Weight decay implementation

Dooley · August 21, 2018, 7:21am

Hello,

Going deeper into the Fast.ai library, I am looking at the fit methods, and especially the optimizers, callbacks and schedules that are behind a lot of fast.ai performance and ease of use.

I have a question regarding weight decay. I see as part of the stepper that the weight decay is manually applied to weights after gradient calculation:

if 'wd' in self.opt.param_groups[0] and self.opt.param_groups[0]['wd'] != 0: 
#Weight decay out of the loss. After the gradient computation but before the step.
    for group in self.opt.param_groups:
        lr, wd = group['lr'], group['wd']
        for p in group['params']:
            if p.grad is not None: p.data = p.data.add(-wd * lr, p.data)
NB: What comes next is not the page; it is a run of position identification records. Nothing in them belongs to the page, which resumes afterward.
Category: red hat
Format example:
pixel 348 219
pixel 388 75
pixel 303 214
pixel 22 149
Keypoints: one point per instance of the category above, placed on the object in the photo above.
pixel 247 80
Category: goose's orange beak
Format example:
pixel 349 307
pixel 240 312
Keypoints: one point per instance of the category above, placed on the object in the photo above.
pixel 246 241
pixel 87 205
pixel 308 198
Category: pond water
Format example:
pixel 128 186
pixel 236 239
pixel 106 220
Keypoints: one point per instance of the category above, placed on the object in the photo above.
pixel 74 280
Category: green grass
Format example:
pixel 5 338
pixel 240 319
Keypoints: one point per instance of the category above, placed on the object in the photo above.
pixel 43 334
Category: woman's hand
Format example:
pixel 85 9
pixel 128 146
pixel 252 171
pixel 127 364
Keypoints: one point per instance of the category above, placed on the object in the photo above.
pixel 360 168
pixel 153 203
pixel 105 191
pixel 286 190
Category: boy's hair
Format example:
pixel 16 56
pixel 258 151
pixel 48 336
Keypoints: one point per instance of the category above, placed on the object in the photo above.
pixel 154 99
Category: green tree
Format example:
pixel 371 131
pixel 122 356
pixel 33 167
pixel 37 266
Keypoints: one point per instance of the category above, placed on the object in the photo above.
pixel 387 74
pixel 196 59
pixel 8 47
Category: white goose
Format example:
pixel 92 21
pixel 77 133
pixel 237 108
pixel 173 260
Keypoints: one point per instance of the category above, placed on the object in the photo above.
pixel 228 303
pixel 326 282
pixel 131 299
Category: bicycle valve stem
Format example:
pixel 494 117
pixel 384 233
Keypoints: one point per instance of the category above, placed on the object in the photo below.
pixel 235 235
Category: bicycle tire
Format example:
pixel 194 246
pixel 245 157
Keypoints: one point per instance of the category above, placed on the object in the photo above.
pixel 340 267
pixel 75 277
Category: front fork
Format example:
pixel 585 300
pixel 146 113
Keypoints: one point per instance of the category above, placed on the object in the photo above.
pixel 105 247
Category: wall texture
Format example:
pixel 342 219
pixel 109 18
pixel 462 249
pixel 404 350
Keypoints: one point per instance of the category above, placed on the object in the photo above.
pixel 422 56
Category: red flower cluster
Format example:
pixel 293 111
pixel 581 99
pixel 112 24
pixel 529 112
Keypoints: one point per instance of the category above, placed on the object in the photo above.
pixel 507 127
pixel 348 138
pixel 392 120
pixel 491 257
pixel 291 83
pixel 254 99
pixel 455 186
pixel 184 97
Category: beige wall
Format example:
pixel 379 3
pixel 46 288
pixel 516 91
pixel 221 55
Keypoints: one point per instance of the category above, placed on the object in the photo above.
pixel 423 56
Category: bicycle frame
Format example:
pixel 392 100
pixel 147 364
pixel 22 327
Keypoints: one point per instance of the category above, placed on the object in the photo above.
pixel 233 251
Isn’t it causing the weights decay to be applied twice, as when a standard Pytoorch optimizer is used (e.g. Adam), the step() method already performs weight decay (albeit with a different calculation) ?

Probably a stupid mistake on my sie, clarifications are very welcome!

Thanks

sgugger · August 21, 2018, 2:06pm

Hi there.

This is the way we picked to apply weight decay when we don’t want it done inside the optimizer (see here why). The optimizer has a key named ‘weight_decay’, not ‘wd’. So at this step, we check if there is an extra key ‘wd’ and apply the weight decay before the optimizer messes with it.

Of course, it should be applied with ‘weight_decay’ put to 0 otherwise that would be applied twice as you mention.

jeremy · August 21, 2018, 2:09pm

(I’ve moved this from #fastai-dev, since that category is just for dev of the new v1 library.)